Boston Children’s Museum seeks to spark the inherent curiosity, creativity, and imagination in children and to propel them toward reaching their full potential. The Museum uses play and active learning to open young minds, develop important skills, and foster a life-long love of learning. The Museum provides a perfect physical environment for exposing children to experiences that enhance their developing minds and bodies. The Museum’s exhibits and programs are designed to help the child be in charge of his or her own learning, employing play as a gateway to discovery and initiative. Here are the kinds of skills our exhibits and programs are created to enhance:
Communication Skills: Communication skills include listening, talking, reading and writing.

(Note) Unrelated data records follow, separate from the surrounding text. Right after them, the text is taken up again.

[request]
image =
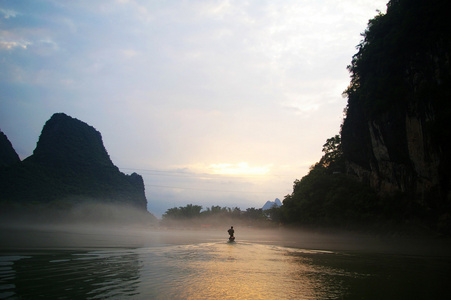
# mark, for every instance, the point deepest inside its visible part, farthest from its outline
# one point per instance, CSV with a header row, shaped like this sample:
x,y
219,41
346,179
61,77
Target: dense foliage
x,y
215,215
402,68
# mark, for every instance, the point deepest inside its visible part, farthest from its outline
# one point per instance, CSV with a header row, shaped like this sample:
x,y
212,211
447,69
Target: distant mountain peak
x,y
270,204
66,140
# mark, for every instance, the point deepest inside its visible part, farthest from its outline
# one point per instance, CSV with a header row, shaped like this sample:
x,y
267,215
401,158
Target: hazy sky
x,y
212,102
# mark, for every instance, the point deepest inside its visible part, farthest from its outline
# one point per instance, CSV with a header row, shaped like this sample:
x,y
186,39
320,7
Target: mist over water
x,y
72,260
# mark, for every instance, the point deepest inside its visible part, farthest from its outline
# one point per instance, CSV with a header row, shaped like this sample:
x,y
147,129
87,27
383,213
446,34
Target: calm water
x,y
210,268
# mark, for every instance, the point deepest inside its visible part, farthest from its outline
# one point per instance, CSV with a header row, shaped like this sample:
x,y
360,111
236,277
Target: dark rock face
x,y
8,155
70,164
397,131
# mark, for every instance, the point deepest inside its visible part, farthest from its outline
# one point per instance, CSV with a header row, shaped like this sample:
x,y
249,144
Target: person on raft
x,y
231,232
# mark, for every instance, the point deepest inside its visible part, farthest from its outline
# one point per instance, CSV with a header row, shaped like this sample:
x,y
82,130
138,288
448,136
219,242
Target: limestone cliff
x,y
397,130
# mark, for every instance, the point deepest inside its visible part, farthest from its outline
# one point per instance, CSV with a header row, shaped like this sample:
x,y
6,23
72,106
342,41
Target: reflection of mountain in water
x,y
58,275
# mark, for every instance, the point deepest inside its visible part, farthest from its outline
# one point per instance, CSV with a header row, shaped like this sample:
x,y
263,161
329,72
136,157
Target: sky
x,y
213,102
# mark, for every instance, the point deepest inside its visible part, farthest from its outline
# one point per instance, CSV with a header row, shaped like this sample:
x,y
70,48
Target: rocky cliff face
x,y
70,163
396,134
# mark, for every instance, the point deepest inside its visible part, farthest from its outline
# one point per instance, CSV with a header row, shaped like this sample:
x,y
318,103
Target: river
x,y
167,264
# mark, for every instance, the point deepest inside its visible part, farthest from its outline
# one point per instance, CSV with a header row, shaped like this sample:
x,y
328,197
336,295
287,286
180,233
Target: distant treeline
x,y
215,214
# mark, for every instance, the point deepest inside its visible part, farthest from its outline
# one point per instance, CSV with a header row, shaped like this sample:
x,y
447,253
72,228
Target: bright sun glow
x,y
242,168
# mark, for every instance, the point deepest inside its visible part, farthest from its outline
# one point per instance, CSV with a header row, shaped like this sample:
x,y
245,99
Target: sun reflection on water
x,y
247,271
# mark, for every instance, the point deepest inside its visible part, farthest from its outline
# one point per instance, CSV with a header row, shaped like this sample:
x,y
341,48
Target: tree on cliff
x,y
326,196
395,134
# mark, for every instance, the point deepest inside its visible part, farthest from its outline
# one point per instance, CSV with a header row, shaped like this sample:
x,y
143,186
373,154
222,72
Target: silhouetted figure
x,y
231,232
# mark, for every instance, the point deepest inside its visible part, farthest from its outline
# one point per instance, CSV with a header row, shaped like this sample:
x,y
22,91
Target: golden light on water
x,y
245,271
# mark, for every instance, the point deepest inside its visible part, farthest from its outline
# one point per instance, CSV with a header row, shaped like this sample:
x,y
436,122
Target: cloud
x,y
232,92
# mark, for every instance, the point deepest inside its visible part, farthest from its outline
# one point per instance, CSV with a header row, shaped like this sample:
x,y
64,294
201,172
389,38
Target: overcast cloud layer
x,y
212,102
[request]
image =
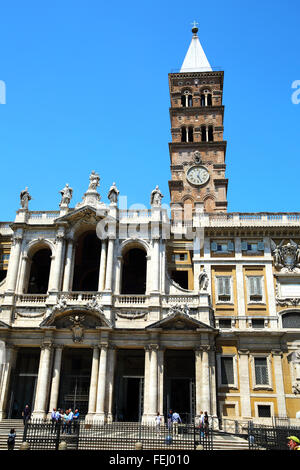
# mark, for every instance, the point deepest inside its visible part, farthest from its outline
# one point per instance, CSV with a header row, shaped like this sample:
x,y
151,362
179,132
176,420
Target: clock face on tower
x,y
197,175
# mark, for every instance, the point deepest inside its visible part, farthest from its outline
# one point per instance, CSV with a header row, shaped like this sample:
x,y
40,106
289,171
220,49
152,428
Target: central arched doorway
x,y
134,271
87,262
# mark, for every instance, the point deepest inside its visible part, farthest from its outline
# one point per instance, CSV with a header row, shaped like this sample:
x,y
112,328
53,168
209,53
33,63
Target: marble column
x,y
55,378
156,265
56,269
109,265
11,355
14,262
102,268
68,266
205,399
43,381
100,404
279,382
244,383
198,384
93,383
118,275
112,354
153,381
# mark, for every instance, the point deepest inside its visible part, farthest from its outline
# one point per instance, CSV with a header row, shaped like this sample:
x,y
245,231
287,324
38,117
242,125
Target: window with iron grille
x,y
224,288
291,320
225,323
261,371
227,371
264,411
255,288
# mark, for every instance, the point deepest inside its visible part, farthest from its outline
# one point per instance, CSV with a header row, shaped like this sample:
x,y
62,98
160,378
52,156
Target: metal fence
x,y
263,437
43,435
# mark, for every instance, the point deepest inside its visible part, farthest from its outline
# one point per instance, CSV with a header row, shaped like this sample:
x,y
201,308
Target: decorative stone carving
x,y
61,304
113,194
66,196
182,309
131,315
286,257
77,328
156,197
93,304
203,280
92,197
285,302
25,198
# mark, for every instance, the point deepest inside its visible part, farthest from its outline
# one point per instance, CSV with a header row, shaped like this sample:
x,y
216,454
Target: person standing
x,y
170,420
158,422
175,422
26,414
75,420
11,439
205,423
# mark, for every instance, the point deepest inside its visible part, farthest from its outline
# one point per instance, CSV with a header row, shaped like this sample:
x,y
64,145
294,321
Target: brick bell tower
x,y
197,150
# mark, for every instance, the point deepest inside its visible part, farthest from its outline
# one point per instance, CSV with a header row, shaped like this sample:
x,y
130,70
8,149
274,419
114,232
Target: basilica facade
x,y
126,313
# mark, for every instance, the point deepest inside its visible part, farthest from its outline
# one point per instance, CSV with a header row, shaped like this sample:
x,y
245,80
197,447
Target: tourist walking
x,y
175,422
75,420
26,414
205,423
11,439
158,422
169,417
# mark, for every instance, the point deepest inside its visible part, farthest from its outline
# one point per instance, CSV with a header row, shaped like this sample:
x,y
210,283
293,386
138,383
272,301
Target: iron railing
x,y
45,435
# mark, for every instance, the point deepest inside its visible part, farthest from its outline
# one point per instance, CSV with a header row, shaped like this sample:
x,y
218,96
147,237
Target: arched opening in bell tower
x,y
134,272
87,262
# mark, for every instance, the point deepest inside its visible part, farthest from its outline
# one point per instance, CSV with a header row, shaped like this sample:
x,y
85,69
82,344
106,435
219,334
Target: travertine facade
x,y
126,313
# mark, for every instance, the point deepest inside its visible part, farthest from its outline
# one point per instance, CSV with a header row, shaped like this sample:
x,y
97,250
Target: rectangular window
x,y
227,373
261,371
264,411
224,288
255,288
222,246
225,323
258,323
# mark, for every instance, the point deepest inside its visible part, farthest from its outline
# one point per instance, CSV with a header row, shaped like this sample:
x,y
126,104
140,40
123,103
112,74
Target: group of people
x,y
173,422
67,418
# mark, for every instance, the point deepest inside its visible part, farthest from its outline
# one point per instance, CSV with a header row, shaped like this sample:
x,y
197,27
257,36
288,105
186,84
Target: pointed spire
x,y
195,59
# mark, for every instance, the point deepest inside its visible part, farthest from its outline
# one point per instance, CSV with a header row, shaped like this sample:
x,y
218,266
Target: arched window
x,y
87,262
186,99
291,320
39,272
206,98
134,272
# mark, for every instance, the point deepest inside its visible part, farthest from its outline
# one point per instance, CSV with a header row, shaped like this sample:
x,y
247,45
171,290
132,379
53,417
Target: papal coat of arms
x,y
286,257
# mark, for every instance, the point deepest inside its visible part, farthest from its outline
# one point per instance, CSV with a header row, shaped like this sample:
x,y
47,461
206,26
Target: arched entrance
x,y
87,262
39,272
134,272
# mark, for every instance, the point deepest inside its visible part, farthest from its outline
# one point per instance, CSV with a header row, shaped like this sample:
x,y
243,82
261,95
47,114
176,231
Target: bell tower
x,y
197,150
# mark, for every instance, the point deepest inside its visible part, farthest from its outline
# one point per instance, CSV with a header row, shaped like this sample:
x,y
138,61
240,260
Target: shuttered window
x,y
261,371
227,374
224,288
255,288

Creativity: Creativity includes using your imagination, exploring the unknown, following your curiousity, pretend play, making connections, trial and error, and expressing yourself.
Cultural Understanding: Developing cultural understanding includes experiencing traditions and rituals from many cultures and beliefs, hearing different languages, and seeing objects from around the world.
Mathematical Skills: Math skills develop when children play with shapes, create patterns, count, and measure.
Musical Skills: Musical skills include tapping out rhythms, singing songs, playing instruments, and listening to music and other sounds.
Observation: Observation is the skill of careful looking and concentration.
Physical Skills: Physical skills include developing large muscles to move, walk, climb and dance; and small muscles to use tools like pencils, scissors, paintbrushes, and kitchen utensils.
Problem Solving Skills: Problem solving skills include making decisions, considering different ways to do things and applying other skills to come up with solutions to difficult situations.
Social and Emotional Skills: Social and emotional skills include sharing, taking turns, having a conversation, recognizing feelings, and learning to get along with others.
Tool Use: Tool use is the skill of identifying the correct tool for the task at hand, and then properly using that tool.
Visual-Spatial Thinking Skills: Visual thinking means being aware of your physical space and environment. Solving jig-saw puzzles, following maps, and drawing are all examples of visual thinking skills.